Re: Spelling pronunciations (was: rhotic miscellany)
From: | John Cowan <jcowan@...> |
Date: | Sunday, November 7, 2004, 5:58 |
Ray Brown scripsit:
> >I believe all Americans say this (rhotically or not, as the case may be).
>
> It wasn't the first syllable I was commenting on. I imagine all dialects
> (and ideolects) of English pronounce the syllable with or withour
> 'rhoticity' according its normal practice. It's the second syllable I was
> commenting on. When I was a youngster AFAIK practically everyone pronounce
> it [@s], as they did also with 'porpoise'. But now I too often hear both
> these words pronounced as tho they rhymed with 'toys' - ach!!
I've also heard a Frenchified [-wAz] in British English. But my point
was that in North America the traditional [-@s] pronuncation prevails.
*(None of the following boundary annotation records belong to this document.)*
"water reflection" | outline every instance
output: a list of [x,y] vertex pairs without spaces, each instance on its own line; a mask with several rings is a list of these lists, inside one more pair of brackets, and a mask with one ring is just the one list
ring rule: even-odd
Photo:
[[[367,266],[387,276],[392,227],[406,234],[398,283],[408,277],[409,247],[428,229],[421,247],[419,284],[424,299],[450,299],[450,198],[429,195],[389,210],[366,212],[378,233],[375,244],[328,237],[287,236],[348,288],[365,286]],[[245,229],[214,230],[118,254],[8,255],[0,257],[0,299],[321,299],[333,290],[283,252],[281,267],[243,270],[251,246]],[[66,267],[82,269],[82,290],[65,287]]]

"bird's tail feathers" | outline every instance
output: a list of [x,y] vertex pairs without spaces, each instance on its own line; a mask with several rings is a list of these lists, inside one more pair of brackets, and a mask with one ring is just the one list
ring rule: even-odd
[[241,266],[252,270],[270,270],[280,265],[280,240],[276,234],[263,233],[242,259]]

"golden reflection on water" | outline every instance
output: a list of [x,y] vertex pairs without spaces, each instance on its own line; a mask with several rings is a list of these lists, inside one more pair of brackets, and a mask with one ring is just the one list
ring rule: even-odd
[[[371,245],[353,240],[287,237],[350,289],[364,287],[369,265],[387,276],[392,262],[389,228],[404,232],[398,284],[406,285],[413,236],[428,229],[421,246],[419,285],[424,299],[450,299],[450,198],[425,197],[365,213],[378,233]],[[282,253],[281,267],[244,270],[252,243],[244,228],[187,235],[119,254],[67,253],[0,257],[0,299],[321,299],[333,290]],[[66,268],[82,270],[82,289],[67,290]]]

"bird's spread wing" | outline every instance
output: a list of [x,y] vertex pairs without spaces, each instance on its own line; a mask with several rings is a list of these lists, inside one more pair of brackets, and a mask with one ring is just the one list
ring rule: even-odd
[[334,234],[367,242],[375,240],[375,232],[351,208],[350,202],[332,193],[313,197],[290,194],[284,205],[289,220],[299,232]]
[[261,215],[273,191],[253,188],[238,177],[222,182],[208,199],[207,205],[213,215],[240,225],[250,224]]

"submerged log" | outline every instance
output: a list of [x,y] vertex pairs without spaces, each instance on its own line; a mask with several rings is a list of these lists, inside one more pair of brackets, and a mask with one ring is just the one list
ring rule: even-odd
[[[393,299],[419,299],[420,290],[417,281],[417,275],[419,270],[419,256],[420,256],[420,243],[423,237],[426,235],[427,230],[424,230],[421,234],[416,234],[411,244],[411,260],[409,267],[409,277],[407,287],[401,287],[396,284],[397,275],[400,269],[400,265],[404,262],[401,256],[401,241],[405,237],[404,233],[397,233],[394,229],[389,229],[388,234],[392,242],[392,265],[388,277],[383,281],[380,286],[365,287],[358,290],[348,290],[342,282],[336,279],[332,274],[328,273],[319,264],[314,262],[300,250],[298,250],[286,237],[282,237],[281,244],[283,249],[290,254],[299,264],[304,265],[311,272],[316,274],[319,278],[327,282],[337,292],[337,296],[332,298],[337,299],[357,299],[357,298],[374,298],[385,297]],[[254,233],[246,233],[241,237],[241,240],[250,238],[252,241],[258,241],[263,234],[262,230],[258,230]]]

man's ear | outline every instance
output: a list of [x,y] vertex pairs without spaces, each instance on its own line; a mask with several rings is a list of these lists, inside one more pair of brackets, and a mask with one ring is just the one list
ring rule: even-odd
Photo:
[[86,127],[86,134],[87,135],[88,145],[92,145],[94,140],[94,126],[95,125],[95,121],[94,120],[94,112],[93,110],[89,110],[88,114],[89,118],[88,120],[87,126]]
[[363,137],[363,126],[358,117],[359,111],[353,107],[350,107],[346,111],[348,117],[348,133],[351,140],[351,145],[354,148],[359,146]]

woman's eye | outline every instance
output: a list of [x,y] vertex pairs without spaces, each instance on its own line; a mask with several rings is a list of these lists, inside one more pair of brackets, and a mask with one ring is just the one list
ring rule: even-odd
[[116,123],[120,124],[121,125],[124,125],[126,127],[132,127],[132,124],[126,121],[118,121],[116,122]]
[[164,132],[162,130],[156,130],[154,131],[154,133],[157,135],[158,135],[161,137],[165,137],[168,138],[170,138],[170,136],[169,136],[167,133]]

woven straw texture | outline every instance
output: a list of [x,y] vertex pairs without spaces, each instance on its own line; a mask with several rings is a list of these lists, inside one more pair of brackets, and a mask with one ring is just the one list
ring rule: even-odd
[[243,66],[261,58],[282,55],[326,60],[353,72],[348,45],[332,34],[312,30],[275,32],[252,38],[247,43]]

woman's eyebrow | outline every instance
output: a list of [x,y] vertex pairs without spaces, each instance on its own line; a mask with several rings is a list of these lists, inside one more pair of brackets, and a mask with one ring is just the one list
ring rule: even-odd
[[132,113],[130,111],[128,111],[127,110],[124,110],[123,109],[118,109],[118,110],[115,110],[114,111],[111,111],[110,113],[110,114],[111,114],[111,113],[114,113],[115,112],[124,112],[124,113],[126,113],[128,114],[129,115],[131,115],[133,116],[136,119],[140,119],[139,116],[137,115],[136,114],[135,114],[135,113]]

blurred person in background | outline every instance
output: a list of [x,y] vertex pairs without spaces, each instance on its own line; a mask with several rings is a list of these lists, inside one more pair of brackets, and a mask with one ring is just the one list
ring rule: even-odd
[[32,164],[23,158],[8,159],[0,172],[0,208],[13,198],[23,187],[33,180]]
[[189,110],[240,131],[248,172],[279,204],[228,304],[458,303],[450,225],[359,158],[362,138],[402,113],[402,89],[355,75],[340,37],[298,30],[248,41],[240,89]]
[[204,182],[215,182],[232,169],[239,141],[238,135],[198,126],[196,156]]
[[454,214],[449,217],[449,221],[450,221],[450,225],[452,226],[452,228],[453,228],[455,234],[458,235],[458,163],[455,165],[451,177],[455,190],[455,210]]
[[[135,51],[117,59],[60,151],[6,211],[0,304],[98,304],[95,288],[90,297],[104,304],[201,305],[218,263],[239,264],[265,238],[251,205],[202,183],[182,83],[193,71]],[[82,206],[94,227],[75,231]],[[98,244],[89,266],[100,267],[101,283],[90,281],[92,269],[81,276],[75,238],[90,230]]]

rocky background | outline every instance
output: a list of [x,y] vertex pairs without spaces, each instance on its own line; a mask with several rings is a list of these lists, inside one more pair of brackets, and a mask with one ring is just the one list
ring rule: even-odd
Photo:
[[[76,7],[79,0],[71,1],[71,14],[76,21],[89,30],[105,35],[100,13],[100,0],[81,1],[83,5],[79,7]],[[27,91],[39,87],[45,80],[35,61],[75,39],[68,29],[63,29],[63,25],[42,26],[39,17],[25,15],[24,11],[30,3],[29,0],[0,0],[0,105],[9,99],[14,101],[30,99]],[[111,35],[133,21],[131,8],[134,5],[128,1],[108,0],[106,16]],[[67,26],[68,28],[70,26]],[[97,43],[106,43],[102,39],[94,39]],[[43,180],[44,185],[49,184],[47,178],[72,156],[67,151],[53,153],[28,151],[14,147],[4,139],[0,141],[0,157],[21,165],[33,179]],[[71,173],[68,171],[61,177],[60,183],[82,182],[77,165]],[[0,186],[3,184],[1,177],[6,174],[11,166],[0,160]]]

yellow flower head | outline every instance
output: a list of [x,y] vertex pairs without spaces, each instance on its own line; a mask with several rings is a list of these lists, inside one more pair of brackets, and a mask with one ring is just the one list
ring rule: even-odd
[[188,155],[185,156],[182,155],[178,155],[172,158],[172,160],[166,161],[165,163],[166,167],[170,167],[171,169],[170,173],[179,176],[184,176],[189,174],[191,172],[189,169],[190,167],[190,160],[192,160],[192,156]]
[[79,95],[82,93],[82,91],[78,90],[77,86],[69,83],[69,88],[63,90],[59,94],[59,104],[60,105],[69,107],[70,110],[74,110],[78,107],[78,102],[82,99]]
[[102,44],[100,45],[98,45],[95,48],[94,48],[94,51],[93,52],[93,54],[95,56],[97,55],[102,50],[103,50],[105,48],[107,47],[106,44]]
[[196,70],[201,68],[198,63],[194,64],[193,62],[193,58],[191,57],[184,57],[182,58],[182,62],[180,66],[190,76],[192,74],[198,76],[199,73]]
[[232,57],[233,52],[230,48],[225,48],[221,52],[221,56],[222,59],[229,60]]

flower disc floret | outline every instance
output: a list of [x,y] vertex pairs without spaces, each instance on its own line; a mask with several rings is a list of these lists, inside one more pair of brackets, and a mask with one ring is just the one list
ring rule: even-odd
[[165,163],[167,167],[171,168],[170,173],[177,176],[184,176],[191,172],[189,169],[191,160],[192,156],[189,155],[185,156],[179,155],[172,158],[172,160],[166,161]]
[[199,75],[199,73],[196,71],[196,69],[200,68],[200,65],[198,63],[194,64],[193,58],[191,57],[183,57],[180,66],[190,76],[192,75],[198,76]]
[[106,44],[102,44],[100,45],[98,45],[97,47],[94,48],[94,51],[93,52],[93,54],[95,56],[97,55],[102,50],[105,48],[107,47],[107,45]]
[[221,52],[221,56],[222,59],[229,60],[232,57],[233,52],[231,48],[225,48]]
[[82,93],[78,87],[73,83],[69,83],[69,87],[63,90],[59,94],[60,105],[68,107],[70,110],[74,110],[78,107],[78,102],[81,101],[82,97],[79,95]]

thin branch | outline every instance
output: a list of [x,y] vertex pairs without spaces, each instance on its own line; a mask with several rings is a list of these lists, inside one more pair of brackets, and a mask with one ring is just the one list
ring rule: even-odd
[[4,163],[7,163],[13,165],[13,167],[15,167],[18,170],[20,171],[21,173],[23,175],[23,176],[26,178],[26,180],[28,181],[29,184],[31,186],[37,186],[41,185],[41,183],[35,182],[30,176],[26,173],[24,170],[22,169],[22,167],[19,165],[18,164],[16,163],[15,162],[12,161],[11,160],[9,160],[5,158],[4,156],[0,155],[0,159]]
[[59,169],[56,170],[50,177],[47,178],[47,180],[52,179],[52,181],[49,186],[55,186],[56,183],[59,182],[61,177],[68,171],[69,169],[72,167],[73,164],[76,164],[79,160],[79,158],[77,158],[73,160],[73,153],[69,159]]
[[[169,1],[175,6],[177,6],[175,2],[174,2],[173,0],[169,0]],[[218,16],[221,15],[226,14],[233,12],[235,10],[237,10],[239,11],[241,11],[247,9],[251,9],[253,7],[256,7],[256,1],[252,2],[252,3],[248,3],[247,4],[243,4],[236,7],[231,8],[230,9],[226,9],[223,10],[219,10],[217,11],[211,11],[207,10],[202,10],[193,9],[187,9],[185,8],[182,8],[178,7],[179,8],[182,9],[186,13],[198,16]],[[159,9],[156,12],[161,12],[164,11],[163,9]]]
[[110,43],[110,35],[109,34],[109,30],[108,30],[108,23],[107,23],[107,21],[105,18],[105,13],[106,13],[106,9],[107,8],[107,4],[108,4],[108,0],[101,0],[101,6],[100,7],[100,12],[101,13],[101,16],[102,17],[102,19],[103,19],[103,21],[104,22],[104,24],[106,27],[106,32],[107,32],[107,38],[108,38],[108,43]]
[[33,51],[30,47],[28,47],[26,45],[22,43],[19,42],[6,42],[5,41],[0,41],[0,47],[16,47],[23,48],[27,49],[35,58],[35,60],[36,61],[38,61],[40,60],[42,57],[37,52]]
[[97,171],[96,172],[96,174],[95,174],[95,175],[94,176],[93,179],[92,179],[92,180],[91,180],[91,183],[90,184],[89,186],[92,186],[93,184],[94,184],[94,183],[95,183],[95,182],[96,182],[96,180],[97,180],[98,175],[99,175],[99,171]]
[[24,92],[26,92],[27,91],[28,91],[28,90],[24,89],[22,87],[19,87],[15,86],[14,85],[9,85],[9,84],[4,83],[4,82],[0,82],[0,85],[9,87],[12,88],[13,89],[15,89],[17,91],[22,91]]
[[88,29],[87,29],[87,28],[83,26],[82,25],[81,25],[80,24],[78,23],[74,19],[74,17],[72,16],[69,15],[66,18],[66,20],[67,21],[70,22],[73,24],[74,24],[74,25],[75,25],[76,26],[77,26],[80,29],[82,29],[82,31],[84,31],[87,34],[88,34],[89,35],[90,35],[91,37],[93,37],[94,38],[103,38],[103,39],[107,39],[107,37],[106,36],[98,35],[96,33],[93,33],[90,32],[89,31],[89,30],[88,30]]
> >Huh. I'm surprised. The object itself is rather archaic to me,
>
> Not the side of the Pond, it ain't. They are still often worn - especially
> if colorful :)
Hmm, there seems to be a semantic issue here. MWC10 (www.m-w.com),
which is an American dictionary, defines "waistcoat" as "1. An ornamental
garment worn under a doublet. 2. *chiefly British* A vest." Vests are
certainly not obsolete.
> >I learned the pronunciation "weskit" (from a dictionary, probably) and
> >didn't know it had changed back.
>
> Alas, it had well before the 1940s.
MWC10 lists two pronunciations: weskit and waist-coat, in that order,
but it doesn't explain what it means for a pronunciation to appear
first (historically earlier? prescriptively preferred? more commonly used?).